Still, it’s that very history that groups such as the United Daughters of the Confederacy and the Children of the Confederacy seek to downplay. The website of the groups’ South Carolina division, for example, states that its purpose is “to study and teach the truths of history (one of the most important of which is that the War Between the States was not a rebellion, nor was its underlying cause to sustain slavery).”
Historians point to the document South Carolina issued when it seceded in 1860 to refute that claim. The document makes at least 18 references to slavery and cites protection of slavery as the reason for seceding.
“An increasing hostility on the part of the non-slaveholding States to the institution of slavery, has led to a disregard of their obligations, and the laws of the General Government have ceased to effect the objects of the Constitution,” the document reads.

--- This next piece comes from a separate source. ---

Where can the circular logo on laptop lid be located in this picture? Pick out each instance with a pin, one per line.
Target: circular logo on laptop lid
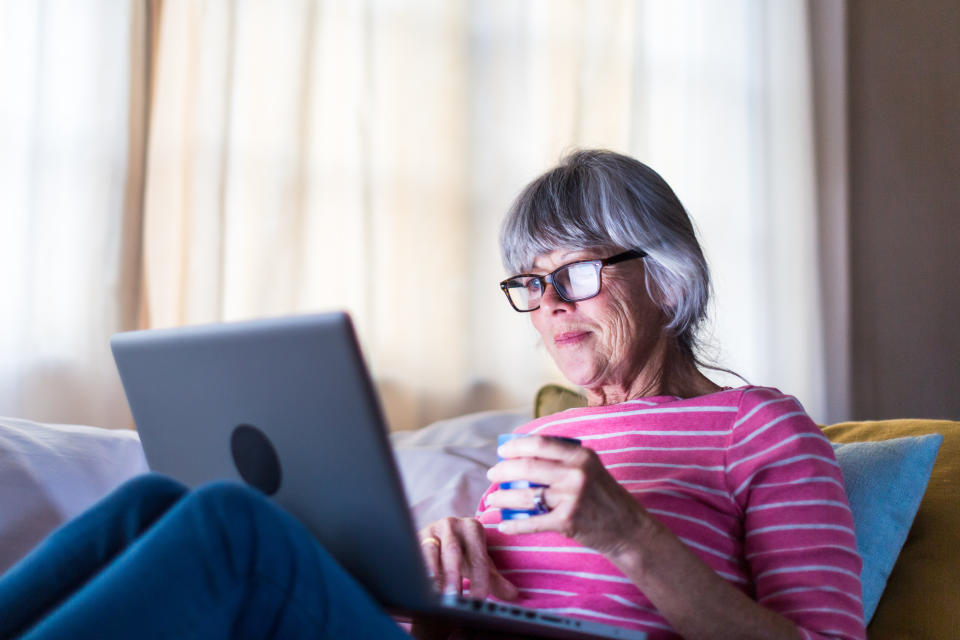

The equivalent document for Texas, called “A declaration of the causes which impel the State of Texas to secede from the Federal Union,” says: “We hold as undeniable truths that the governments of the various States, and of the confederacy itself, were established exclusively by the white race, for themselves and their posterity; that the African race had no agency in their establishment; that they were rightfully held and regarded as an inferior and dependent race, and in that condition only could their existence in this country be rendered beneficial or tolerable.”
Mark Potok, a senior fellow at the Southern Poverty Law Center who specializes in extremism, says the consequences of ignoring that history, and replacing it with an incorrect version, are enormous.
“The consequences of white Southerners growing up with this mythology in their heads is that they do not understand racism,” he said.